14 Saksi Kasus Perusakan Resort di Bugbug Diperiksa
DENPASAR, NusaBali - Penyidik Subdit III Direktorat Reserse Kriminal Umum (Dit Reskrimum) Polda Bali memeriksa 14 orang saksi kasus perusakan dan pembakaran Resort Detiga Neano, Desa Adat Bugbug, Karangasem, Selasa (19/9). Sebenarnya 15 orang yang dipanggil untuk dimintai keterangan, namun satu orang tidak bisa hadir karena berhalangan.
Adapun 14 orang saksi yang hadir untuk memberikan keterangan ke penyidik terdiri dari 2 orang perempuan dan 12 orang laki-laki termasuk salah satunya anak dibawah umur yang masih duduk di bangku SMA. Mereka datang diantar oleh belasan warga lainnya dan didampingi penasehat hukum yang dikomandoi Erwin Siregar.
Sekitar pukul 10.00 Wita para saksi yang dijadwalkan untuk diperiksa menuju ke ruang pemeriksaan didampingi penasehat hukum. Sementara warga yang mengantar menunggu di parkiran Utara GOR Ngurah Rai. "Hari ini sebenarnya 15 orang saksi yang dimintai keterangan oleh penyidik. Satu orang tidak bisa datang karena ada halangan. Ini membuktikan kami warga neraga yang baik dan taat hukum," ungkap Erwin Siregar.
Erwin berharap pihak kepolisian menangani kasus ini tidak melihat satu sudut pandang hukum saja tetapi banyak aspek yang diperhatikan. "Ada baiknya menurut saya jangan diperiksa langsung ditangkap dan ditahan," ungkapnya.
Selain itu dia juga berharap agar pihak kepolisian tidak hanya menuntut kliennya saja, tetapi owner dan kontraktor Resort Detiga Neano juga dituntut agar pengerjaan resort yang ditolak warga itu dihentikan sementara pembangunannya. Tegakkan aturan agar semua pihak mendapatkan suatu keadilan. "Jangan hanya kami saja yang ditutut. Owner dan kontraktor juga bisa dituntut untuk menyelesaikan syarat-syarat untuk pembangunan resort," lanjutnya.
Erwin Siregar juga berharap polisi menangguhkan penahanan 13 orang tersangka yangb telah ditahan sebelumnya. Dirinya mengaku sudah mengajukan permohonan namun hingga kemarin belum ada jawaban dari kepolisian.
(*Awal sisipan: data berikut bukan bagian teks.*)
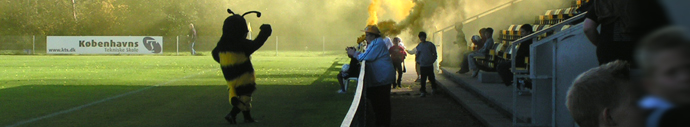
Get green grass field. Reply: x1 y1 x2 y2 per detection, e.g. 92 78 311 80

"Kami sudah mengajukan permohonan penangguhan penahanan. Hanya saja sampai saat ini belum ada jawaban. Kami penasehat hukum dan beberapa tokoh memberikan jaminan tidak ada pengulangan persangkaan terhadap pembakaran vila tersebut," pungkasnya.
Sementara Andreas penasehat hukum yang lain mengaku penetapan tersangka terhadap 13 tersangka sebelumnya oleh Polda Bali menyalahi prosedur. Dimana para kliennya itu tidak melalui gelar perkara. Padahal menurut dia Peraturan Kapolri Nomor 6 Tahun 2014 mensyaratkan itu.
"Perlu diadakan gelar perkara sebelum ditetapkan tersangka. Hal itu sudah diatur dalam Peraturan Kapolri Nomor 6 Tahun 2014. 13 tersangka sebelumnya tidak melalui gelar perkara. Itu melanggar prosedur. Terkait hal ini akan kita bicarakan lagi dengan klien," ungkap Andreas.
Penasehat hukum lainnya Ida Bagus Putu Agung mengatakan peristiwa pengerusakan yang terjadi di Resort Detiga Neano terjadi secara spontanitas. Tidak ada aktor intelektual atau yang menyuruh. Warga datang ke sana atas kemauan sendiri.
Dia menceritakan sebelum terjadi peristiwa pengerusakan ada rentetan peristiwa sebelumnya. Singkatnya, warga melakukan protes dan menolak pembangunan Resort Detiga Neano yang berada di kawasan suci dan dianggap sakral.
Penolakan itu dilakukan kepada Pemerintah Kabupaten Karangasem dan juga DPRD Karangasem. Diceritakan, warga melakukan demo sebanyak tiga. Dua kali demo sebelumnya warga diterima pemerintah. Bahkan Wakil Bupati Karangasem berjanji untuk menghentikan pembangunan proyek itu.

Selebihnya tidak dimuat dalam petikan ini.